The trajectory of the illness
I believe that this may be one of the most important yet least discussed pieces of the jigsaw.  No one has told me about it and it may be that no one has ever told you, but when I say it, your own tacit knowledge about assessing unwell children will hopefully agree with the following statement:  An illness that has extreme fluctuation in symptoms (i.e. very unwell followed by surprisingly well) is almost certainly an uncomplicated viral illness.  I am talking about the “you wouldn’t believe how unwell they looked” kind of illness.  Sepsis and SBI don’t give you time off.  Viral illnesses, it seems, do.  So much so that a child who was floppy and lethargic can within the hour be smiling, playing drinking and complaining that they don’t want to go home because they want to play with the toys that you have.  It’s not in the guidelines but it is very important because the opposite is also true.  Two children can have the same heart rate, temperature, hydration and appearance, but the one who hasn’t had a return to normal in the past few hours is the one to really worry about in my opinion.
Many of these jigsaw pieces are the more quantifiable and traditional features that guidelines rely heavily on.  The rest are more woolly and difficult to define, let alone describe.  These are the pieces of the jigsaw that only you, the experienced clinician, can piece together.  If you would like to do a bit more reading about decision making in paediatrics, here is an article published in ADC (open access) (3) which further explores that issue.

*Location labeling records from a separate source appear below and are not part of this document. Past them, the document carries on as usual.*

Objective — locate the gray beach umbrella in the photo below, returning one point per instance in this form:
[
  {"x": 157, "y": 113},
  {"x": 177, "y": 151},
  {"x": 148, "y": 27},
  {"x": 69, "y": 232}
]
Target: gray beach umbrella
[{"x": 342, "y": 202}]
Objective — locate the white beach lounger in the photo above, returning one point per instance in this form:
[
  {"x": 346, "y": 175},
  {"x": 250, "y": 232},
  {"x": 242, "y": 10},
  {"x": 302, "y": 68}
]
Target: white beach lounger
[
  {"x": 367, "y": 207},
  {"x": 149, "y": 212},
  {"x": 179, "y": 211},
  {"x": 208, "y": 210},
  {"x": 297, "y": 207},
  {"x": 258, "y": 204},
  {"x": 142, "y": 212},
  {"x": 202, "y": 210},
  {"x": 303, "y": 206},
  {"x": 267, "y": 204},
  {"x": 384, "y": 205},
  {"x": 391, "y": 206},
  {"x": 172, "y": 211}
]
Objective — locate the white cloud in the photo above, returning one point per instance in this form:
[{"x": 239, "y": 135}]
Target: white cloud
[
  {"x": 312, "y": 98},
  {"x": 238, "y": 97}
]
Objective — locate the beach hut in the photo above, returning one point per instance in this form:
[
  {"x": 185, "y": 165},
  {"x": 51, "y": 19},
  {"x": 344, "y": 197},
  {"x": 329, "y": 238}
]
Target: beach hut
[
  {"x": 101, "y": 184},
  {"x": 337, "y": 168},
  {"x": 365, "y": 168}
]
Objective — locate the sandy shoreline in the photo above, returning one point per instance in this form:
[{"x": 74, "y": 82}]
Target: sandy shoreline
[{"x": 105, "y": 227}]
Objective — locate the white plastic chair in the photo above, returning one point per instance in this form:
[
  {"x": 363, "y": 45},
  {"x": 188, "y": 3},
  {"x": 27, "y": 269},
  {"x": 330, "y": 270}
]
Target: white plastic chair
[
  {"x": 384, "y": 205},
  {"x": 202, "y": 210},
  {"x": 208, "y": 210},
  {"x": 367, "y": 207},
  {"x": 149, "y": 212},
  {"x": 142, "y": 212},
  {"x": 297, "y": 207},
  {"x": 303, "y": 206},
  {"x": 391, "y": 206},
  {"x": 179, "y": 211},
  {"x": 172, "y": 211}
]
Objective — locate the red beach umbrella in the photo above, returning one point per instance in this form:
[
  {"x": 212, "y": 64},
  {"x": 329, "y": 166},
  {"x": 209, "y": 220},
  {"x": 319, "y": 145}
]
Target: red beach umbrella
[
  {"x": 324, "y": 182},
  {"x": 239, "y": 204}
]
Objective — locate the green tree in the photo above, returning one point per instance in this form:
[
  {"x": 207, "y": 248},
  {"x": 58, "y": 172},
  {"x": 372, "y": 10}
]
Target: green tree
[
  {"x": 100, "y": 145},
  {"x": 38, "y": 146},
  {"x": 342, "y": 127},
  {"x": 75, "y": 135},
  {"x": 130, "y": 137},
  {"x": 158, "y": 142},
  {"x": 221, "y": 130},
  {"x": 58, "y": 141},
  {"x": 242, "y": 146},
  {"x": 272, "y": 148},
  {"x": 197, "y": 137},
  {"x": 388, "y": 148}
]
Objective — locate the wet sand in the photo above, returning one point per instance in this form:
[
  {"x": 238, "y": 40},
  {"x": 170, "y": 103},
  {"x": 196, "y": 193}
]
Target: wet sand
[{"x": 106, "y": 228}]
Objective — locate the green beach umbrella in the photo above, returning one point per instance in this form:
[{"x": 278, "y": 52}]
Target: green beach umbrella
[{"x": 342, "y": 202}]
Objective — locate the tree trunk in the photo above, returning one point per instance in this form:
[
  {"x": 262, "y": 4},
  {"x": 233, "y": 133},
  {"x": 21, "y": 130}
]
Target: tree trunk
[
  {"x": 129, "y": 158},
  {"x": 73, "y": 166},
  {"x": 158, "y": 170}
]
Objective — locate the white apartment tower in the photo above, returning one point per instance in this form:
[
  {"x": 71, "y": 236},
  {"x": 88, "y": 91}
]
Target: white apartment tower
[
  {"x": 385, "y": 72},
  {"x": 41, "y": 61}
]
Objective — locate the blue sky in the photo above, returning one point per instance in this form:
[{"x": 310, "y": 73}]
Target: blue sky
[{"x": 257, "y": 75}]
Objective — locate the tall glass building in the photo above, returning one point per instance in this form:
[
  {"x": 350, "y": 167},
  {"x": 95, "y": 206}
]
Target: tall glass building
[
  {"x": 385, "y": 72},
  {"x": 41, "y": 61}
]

Interestingly, there is a paediatric decision tool that takes into account some of the tacit knowledge features described here.  The POPS (Paediatric Observation Priority Score) includes features such as gut feel alongside physiological values (4).  This scoring system is both simple and over-simple in equal measure.  While it is quick, easy to do and validated, it only gives you a number at the end, not an answer or a diagnosis.  That number tells you to look at the jigsaw and see what the numbers mean.  The higher the number, the harder and longer you need to look and the better the explanation you need in order to be happy.

The other thing about POPS is that it doesn’t include my much neglected feature: the trajectory of the illness.  I think I’ll make a modified version of POPS which includes this.  I’ll call it POPcycleS.

How do we disgnose sepsis in children?  It remains a clinical diagnosis, best made by someone who has all the pieces of the sepsis jigsaw.

Edward Snelson
Perpetually puzzled physician

Disclaimer - If there is a piece of the jigsaw missing, go back and reassess the child.  They have probably eaten it.